さつきは別格にしても、青峰はこの5人の幼馴染のことは両親と同じくらいには大事な連中だと思ってるし、信頼できる人間だとも思っている。

だけどさつきに関しては別だ。
この5人とでも、相手は男だというそれだけでさつきと触れ合わせたくない。
さつきは青峰がこの5人と遊ぶ時に一緒に行きたがったし、5人も青峰の幼馴染のさつきと遊びたがったけど、青峰は
「さつきは女だから男とは遊べねーんだよ!」
と断っていた。

幼稚な独占欲と言われてしまえばそれまでだが、それでも小さい頃からずっと、さつきと5人が仲良くなるのを意図的に避けてきた。
けど、婚約した以上、そうも行かないだろう。
紹介くらいはしないといけない。

それで青峰は今日の赤司財閥主催のパーティにさつきを同伴していく事にした。

ドレスコードはセミフォーマルだというので、父の代理である事もあり、青峰はタキシードを着用しているものの
「なんかほんと…こんなにタキシードが似合わない子、見たことないわ。
あんた、さつきちゃんと結婚する時どうするのよ?」
と母がため息をついたほど、似合っていない。

「うるせーな、黒以外のタキシードなら平気なんだよ!」
「白なんかもっとあんたに似合わないわよ!!」
と母と言いあいになるほど似合ってない。


その時、準備が終わったのかさつきが部屋に入ってきた。
「準備が遅れてすみません。」
入ってきたさつきに青峰の母は満面の笑みを浮かべる。

「本当に綺麗よ、さつきちゃん。
ねぇ、本当に結婚相手が大輝でよかったの?
あなたならもっといい男性がいそうじゃない、こんな悪人面の大輝じゃなく、赤司君とか緑間君とか品があって理知的な子が。」
そう聞いてしまうほど、さつきは綺麗だった。

青峰の母がオートクチュールで作らせたカクテルドレスは青峰の髪に合わせたかのような濃紺で、肌の色が白く、髪の色も淡いさつきを引き立てている。
丈は膝が隠れるほどでそんなに短くはないが、上半身はビスチェタイプになっている。
大きく開いている胸元にはダイヤのネックレスが飾られていて、髪はアップで耳元にはネックレスと同じデザインのイヤリングが揺れている。

綺麗だ、青峰はそう思った。

だけど母の言い分はあんまりだと思う。
オレはあんたから生まれたんだよ!
文句を言ってやろうとした青峰だったが、さつきが
「すみません、おば様。
でも私、どうしても大ちゃんが好きなんです。
大ちゃんじゃないとダメなんです。
青峰家のたった一人のご子息なのに、親のいない私なんかが婚約者ですみません。」
と申し訳なさそうにしているので
「そんな事ないわ!
あなたこそ、大輝にもったいないわ!」
と母はさつきに言い聞かせている。

「うっせ。
もう行くぞ、車回してあるし。」
青峰は放っておくといつまでこんな茶番を続けそうな母をさつきから引き離し、さつきに向って腕を差し出した。

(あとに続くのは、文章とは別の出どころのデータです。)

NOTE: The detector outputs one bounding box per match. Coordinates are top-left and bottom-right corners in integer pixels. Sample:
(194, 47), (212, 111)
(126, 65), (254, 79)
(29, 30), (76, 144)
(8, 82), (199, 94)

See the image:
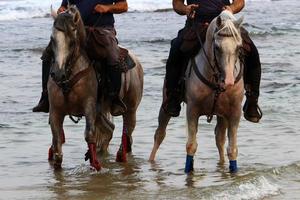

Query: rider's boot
(32, 59), (51, 113)
(108, 66), (127, 116)
(243, 86), (262, 123)
(163, 89), (181, 117)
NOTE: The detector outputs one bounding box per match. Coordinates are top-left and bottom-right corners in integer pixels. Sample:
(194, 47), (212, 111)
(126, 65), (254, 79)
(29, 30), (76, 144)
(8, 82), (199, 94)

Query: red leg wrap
(48, 146), (53, 161)
(116, 127), (128, 162)
(60, 129), (66, 144)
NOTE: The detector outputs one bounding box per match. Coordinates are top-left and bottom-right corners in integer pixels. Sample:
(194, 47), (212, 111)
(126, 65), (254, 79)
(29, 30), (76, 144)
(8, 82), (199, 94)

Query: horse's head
(207, 11), (243, 88)
(50, 5), (85, 81)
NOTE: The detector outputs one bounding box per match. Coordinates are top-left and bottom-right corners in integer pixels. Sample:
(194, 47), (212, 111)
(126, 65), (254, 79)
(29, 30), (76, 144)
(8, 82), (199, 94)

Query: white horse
(149, 11), (244, 173)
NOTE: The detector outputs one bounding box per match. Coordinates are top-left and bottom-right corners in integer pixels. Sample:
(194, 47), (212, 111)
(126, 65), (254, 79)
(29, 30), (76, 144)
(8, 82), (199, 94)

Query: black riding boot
(242, 30), (262, 123)
(108, 66), (127, 116)
(163, 89), (182, 117)
(32, 60), (51, 113)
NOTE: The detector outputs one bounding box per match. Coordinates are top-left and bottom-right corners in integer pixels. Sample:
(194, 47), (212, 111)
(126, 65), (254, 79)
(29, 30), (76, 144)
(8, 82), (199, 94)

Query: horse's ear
(234, 16), (244, 28)
(217, 16), (222, 27)
(50, 5), (57, 19)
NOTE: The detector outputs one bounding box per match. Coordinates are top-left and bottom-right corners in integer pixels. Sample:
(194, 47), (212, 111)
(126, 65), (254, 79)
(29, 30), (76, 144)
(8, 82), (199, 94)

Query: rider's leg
(106, 29), (127, 116)
(32, 43), (53, 113)
(242, 27), (262, 123)
(108, 66), (127, 116)
(163, 31), (184, 117)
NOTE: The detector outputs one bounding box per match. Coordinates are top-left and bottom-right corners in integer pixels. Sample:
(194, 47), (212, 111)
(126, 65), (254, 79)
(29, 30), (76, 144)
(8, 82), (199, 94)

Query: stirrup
(244, 105), (263, 123)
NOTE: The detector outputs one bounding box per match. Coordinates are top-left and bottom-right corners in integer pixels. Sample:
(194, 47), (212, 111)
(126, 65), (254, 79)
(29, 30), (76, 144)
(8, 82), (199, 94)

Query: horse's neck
(195, 49), (214, 80)
(195, 44), (242, 81)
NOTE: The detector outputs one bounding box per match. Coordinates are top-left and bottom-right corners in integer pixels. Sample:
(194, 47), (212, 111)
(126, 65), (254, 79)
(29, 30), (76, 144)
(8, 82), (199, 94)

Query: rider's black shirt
(187, 0), (230, 22)
(61, 0), (125, 27)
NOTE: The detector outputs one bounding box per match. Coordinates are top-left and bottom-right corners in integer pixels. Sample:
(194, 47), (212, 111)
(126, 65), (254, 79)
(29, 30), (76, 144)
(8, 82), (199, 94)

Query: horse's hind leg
(149, 106), (171, 161)
(116, 109), (136, 162)
(227, 117), (240, 172)
(48, 112), (64, 168)
(85, 104), (101, 171)
(215, 116), (228, 164)
(184, 103), (199, 173)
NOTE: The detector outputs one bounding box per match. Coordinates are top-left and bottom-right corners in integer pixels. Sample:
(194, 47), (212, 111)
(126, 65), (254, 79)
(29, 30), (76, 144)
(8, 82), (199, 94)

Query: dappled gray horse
(149, 11), (244, 173)
(48, 6), (143, 170)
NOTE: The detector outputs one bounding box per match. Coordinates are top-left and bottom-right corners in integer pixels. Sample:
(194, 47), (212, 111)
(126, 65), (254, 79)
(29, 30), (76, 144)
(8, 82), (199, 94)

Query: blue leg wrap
(184, 155), (194, 173)
(229, 160), (238, 173)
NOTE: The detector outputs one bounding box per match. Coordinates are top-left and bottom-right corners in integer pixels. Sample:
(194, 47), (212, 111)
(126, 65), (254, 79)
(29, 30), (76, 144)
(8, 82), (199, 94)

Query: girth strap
(52, 66), (93, 96)
(191, 57), (243, 123)
(191, 58), (243, 90)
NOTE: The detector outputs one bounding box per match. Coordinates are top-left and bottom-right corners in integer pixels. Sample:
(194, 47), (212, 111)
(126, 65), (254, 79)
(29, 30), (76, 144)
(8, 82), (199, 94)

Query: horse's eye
(215, 45), (222, 52)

さつきはそんな青峰に顔を輝かせ、自分の腕を青峰の腕に絡めた。
「大ちゃんがエスコートしてくれるなんてすごく嬉しい。」
「うるせーな。
それより会場ではぜってーオレから離れんじゃねぇぞ!!」
青峰はさつきに何度も言い聞かせていた。

こんな綺麗なさつきを婚約者として隣にいさせることができるのには優越感を抱いているが、あの5人の幼馴染にさつきを会わせる事には危険を感じながら。